J.P. Morgan announced a hiring freeze today amidst the market downturn, expected economic difficulties, and coronavirus pandemic. We expect more global investment banks to follow suit.
Per media reports:
”Citing people familiar with the matter, Bloomberg reported that corporate and investment banking, consumer and asset- and wealth-management groups have been asked by the bank to review job postings and pull listings for roles that aren’t immediately needed.”

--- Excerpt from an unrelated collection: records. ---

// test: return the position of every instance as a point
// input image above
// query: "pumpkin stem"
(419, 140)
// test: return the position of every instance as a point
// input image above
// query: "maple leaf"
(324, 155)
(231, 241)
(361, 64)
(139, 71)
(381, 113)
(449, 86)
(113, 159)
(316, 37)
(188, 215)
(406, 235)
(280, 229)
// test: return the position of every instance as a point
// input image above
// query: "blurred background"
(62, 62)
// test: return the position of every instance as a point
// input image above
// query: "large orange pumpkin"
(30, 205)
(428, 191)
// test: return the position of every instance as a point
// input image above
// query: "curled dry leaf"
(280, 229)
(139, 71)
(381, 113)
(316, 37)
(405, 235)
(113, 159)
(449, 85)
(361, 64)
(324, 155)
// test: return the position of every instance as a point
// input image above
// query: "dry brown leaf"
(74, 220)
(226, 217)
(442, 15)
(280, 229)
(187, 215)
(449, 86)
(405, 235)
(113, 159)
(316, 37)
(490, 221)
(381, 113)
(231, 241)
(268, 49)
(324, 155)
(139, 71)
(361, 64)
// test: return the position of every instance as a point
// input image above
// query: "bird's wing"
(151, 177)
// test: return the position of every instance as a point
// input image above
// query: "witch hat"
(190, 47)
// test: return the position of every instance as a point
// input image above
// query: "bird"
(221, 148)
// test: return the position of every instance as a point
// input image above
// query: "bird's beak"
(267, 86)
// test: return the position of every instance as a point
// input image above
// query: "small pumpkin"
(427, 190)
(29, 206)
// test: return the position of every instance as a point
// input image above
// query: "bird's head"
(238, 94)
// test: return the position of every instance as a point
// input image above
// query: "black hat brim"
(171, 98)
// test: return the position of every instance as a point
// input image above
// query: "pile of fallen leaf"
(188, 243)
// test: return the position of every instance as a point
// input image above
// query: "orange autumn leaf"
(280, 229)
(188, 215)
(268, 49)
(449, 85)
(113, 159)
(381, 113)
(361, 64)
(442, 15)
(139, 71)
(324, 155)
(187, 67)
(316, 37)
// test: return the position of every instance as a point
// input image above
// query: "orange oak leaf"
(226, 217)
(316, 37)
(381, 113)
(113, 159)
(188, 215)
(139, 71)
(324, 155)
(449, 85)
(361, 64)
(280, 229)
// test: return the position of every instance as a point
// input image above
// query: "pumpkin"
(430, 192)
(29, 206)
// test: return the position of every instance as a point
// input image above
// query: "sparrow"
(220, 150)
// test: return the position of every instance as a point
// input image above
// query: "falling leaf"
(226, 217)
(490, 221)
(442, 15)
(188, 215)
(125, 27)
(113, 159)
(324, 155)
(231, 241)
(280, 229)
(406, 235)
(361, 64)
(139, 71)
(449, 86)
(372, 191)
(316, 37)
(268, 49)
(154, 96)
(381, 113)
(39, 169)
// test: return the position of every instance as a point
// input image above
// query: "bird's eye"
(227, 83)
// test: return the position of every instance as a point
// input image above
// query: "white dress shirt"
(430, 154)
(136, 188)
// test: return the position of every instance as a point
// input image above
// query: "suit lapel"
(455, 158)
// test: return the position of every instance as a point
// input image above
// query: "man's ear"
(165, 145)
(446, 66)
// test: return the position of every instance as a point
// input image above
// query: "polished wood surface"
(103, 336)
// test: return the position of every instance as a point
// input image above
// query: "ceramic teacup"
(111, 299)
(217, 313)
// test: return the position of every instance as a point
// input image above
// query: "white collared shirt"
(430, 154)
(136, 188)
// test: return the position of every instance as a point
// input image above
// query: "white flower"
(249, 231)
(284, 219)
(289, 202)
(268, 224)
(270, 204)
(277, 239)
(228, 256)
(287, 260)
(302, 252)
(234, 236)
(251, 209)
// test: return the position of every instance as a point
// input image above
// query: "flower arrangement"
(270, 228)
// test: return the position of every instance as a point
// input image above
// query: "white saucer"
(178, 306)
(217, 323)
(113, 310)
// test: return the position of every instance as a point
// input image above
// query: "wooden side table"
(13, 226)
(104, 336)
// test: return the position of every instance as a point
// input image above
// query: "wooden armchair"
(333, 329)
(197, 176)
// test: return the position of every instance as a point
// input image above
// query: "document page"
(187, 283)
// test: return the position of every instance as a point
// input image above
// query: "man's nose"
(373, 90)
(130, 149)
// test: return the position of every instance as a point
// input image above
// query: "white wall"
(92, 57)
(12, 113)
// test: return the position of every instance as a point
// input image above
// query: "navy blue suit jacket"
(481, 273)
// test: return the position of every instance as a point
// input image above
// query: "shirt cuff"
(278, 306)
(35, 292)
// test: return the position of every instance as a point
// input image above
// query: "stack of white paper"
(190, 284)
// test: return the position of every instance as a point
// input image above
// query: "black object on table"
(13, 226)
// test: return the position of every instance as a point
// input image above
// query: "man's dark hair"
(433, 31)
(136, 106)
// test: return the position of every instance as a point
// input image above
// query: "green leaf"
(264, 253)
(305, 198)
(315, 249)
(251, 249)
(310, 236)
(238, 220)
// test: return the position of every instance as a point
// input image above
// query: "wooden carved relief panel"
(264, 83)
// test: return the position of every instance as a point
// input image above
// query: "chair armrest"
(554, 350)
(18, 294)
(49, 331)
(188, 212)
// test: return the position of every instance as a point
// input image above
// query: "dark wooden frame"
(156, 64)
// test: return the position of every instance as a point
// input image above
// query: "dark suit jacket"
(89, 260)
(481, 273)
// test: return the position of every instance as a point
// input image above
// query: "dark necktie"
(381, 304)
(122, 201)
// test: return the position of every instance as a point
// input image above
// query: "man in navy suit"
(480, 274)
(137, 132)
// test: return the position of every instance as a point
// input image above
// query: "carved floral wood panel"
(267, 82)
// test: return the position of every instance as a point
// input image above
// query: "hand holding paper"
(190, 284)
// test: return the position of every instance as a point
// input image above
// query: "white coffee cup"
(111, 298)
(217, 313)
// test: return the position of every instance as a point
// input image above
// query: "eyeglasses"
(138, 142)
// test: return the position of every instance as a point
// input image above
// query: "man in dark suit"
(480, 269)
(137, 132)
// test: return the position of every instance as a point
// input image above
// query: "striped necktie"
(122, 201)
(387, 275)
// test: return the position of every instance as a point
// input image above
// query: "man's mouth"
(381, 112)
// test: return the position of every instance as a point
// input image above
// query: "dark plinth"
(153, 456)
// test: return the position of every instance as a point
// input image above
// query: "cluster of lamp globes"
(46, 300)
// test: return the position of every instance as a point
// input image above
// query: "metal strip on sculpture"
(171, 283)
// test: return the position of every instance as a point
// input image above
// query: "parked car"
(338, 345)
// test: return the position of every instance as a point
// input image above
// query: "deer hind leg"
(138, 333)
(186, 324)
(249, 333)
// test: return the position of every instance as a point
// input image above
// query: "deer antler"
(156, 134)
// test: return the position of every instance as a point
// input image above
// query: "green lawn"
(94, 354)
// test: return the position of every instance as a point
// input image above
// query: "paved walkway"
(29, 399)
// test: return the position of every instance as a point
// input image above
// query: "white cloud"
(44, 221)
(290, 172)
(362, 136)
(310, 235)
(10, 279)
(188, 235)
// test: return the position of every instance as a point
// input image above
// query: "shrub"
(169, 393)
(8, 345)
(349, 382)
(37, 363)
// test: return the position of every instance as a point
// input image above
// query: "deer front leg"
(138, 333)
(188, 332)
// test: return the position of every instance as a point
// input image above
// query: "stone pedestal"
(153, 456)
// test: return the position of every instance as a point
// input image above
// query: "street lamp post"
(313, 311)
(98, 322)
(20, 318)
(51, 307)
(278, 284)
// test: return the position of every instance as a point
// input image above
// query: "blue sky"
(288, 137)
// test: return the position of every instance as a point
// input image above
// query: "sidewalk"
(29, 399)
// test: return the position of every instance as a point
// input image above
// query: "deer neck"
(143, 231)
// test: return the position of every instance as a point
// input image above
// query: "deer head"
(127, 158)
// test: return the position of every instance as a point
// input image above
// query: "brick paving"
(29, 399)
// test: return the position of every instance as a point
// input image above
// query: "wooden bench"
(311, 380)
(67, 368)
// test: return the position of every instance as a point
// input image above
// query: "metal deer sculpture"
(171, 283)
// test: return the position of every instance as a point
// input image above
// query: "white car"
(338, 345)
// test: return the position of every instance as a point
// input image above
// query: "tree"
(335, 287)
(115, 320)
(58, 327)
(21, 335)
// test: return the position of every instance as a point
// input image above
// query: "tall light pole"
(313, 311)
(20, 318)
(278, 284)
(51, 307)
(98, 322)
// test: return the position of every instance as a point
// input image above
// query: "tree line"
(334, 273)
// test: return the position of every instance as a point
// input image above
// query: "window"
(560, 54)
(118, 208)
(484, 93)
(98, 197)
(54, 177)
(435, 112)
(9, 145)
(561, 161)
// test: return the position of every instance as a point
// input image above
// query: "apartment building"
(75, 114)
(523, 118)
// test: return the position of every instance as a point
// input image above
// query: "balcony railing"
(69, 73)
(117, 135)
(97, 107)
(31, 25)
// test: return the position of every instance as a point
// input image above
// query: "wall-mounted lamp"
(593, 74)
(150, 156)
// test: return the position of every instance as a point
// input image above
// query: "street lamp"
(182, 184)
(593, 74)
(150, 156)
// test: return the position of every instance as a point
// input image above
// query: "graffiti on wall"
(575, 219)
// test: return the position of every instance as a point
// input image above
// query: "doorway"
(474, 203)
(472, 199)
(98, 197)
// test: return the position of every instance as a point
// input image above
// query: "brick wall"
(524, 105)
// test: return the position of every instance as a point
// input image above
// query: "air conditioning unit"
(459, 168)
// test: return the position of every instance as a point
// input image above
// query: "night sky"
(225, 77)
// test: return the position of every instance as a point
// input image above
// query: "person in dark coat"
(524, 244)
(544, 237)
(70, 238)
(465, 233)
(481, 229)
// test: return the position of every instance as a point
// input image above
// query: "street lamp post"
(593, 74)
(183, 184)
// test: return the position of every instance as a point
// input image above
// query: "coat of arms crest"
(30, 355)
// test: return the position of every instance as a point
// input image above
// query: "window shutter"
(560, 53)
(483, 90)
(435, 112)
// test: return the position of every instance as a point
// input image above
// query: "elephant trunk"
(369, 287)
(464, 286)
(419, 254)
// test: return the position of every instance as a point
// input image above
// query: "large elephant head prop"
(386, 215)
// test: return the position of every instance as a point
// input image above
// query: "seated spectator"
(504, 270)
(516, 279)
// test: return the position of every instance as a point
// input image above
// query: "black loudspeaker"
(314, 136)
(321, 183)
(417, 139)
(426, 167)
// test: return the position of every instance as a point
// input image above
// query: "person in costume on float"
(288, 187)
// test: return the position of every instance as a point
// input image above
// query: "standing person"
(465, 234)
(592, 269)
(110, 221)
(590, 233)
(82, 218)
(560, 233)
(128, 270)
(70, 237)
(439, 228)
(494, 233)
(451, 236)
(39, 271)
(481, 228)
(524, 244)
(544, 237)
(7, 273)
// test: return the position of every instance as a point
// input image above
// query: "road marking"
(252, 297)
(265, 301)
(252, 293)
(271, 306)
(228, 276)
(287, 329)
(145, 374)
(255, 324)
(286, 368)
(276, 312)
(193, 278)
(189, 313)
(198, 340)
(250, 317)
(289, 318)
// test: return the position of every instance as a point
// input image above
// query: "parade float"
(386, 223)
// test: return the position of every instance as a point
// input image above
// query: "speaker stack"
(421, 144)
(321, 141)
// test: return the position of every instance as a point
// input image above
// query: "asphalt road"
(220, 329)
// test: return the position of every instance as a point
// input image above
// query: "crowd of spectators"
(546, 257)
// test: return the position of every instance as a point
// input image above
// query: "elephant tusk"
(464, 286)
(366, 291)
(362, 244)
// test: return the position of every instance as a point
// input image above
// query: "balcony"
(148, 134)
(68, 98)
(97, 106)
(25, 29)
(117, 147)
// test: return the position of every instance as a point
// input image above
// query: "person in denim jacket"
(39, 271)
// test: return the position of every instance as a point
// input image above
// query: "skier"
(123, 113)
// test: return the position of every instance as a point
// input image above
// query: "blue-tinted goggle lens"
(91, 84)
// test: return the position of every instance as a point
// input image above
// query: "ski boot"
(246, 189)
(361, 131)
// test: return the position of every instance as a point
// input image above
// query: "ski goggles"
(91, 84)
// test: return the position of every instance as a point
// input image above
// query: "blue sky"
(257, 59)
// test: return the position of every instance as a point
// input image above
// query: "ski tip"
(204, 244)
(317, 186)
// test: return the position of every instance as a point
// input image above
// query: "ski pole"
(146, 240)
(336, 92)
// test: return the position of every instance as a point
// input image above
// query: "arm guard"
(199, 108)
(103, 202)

“The hiring restrictions come as JPMorgan and other financial institutions face a confluence of pandemic-caused conflicting events: a global economic shutdown that has made financial markets more volatile than at any time in history, damaged portfolios and returns, created extreme economic uncertainty and strained internal resources.“
Ok, fine. So hiring is put on hiatus and the bank is closing ranks as asset prices across the board have taken a beating. But J.P. Morgan has a bigger problem…
In conversations with recruiters and advisors at the firm, once the financial waters smooth out a bit, the amount of attrition expected from JPM Securities is substantial.
Some sources we spoke to think up to a third of the JPMS advisors could bolt for rival firms. Why? The talk of moving the platform to the private bank, depressed payouts, and ‘integration’ units taking accounts away from advisors with zero recourse – that’s why.
“We simply aren’t valued here in any meaningful way. We aren’t invested in either. They see us as simply part of the machine, rather than anything else… pushing JPM product as a near first and last resort.” – said an advisor actively in talks with rival firms.
A hiring freeze across the entire bank is a cool headline, but the reality of mass advisor attrition is worth noting as well.